Fuzzy Date Parser
Overview
Create a class that allows you to configure certain items like locale and start of week values and then pass in a string and get back a dictionary of the original string, the parsed date if any and any issues found during parsing.
The really hard part of identifying what text to parse inside of a string of text is not the scope of this project, but rather if given a text item that contains any of the following, parse it:
- 5 minutes from now
- 5 min from now
- 5m from now
- in 5 minutes
- 5 min
- 5 min before now
- 5 min before next week
- 5 hours from noon
- 5 hours before noon
- in 2 weeks
- 7 days before now
- next day
- tomorrow
- yesterday
- next week
- last week
Heikki suggested:
- every two weeks
- every other day
- on even days
- third Friday of every other month except December
Number parsing - the code should be able to parse "five minutes" the same as "5 minutes"
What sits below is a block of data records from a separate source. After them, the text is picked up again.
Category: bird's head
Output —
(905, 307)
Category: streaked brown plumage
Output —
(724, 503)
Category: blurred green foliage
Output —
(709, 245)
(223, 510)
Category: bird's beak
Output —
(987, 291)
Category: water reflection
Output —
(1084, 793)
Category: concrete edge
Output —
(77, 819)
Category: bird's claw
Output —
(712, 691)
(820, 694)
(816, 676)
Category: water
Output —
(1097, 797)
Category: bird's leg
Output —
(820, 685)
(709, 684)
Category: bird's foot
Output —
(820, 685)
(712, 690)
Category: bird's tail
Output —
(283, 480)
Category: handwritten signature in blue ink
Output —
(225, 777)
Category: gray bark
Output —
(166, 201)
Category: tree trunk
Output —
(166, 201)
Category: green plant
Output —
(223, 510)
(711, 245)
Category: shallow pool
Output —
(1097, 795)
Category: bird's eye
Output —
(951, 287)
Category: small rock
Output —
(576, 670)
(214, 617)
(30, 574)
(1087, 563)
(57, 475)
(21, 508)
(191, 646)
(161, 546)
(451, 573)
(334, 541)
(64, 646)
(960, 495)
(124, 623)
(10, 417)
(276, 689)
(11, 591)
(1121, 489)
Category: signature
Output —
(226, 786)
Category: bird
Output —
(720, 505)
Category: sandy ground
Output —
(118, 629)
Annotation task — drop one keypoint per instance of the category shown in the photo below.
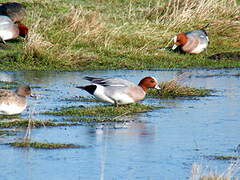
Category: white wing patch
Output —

The code should also parse most known date formats if also given.
The library would use a combination of regular expressions, keywords and state tables to chunk the given text into it's various date related peices and then extract either day/month/year information or day/month/year delta information. Once this is known, the source date can have the delta information applied to it and you have your desired date.
Task List
- Convert current single-py-file tests to unit tests
- Run code thru py-lint
- Add error handling code
- allow soft errors to return partial dates and a flag
- ensure hard errors are flagged and return no date information
- Add fixed date handling
- Add code to sense numbers and replace them with the proper numbers: five -> 5, twenty five -> 25
- Move code to new repository and create distutils/setuptools packaging
- Documentation
- Add locale handling
- make sure timezones are honored
- ensure default locale info can be provided to fill in the unknown values during parsing
- Add recurrence parsing